Kitab Syarah Riyadhus Shalihin
Penulis: Syaikh Muhammad bin Shalih Al-Utsaimin Rahimahullah

Bab 5 Muraqabah (Merasa Selalu Diawasi Oleh Allah)

Hadist 68. Dari Abu Hurairah Radhiallahu Anhu, ia berkata, Rasulullah Shalallahu Alaihi wa Sallam bersabda, “Di antara tanda-tanda kebaikan (kesempurnaan) Islam seseorang adalah ia meninggalkan sesuatu yang tidak bermanfaat baginya” (Hadits Hasan, HR. At-Tirmidzi dan selainnya).

Penjelasan:

  • Seorang Muslim hendaknya ia meninggalkan sesuatu yang tidak penting baginya dalam urusan agamanya maupun dalam urusan dunianya.
  • Misalnya suatu perbuatan ragu-ragu antara dilakukan dan tidak dilakukan, maka hendaknya dilihat apakan perbuatan itu penting bagi agamamu atau duniamu.
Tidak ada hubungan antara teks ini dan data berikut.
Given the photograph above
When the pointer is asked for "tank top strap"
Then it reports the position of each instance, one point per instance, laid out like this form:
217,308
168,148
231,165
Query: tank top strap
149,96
Jika demikian maka kerjakanlah dan jika tidak maka tinggalkanlah.
  • Adapun sebagian manusia, mereka sibukan akan urusan orang lain dalam hal yang tidak bermanfaat baginya. Ia menyia-nyiakan waktunya, menyibukan hatinya, menyempitkan pikirannya dan menyia-nyiakan kebaikan yang banyak.
  • Maka jika kamu ingin melakukan sesuau atau meninggalkan sesuatu lihatlah apakah itu sesuatu yang penting bagimu atau tidak. Jika memang bukan kepentinganmu maka tinggalkan. Namun jika itu merupakan kepentinganmu maka lakukanlah hal itu secukupnya.

Wallahu A’lam

Orang yang Cerdas dan Orang yang Lemah

Kitab Syarah Riyadhus Shalihin
Penulis: Syaikh Muhammad bin Shalih Al-Utsaimin Rahimahullah

Bab 5 Muraqabah (Merasa Selalu Diawasi Oleh Allah)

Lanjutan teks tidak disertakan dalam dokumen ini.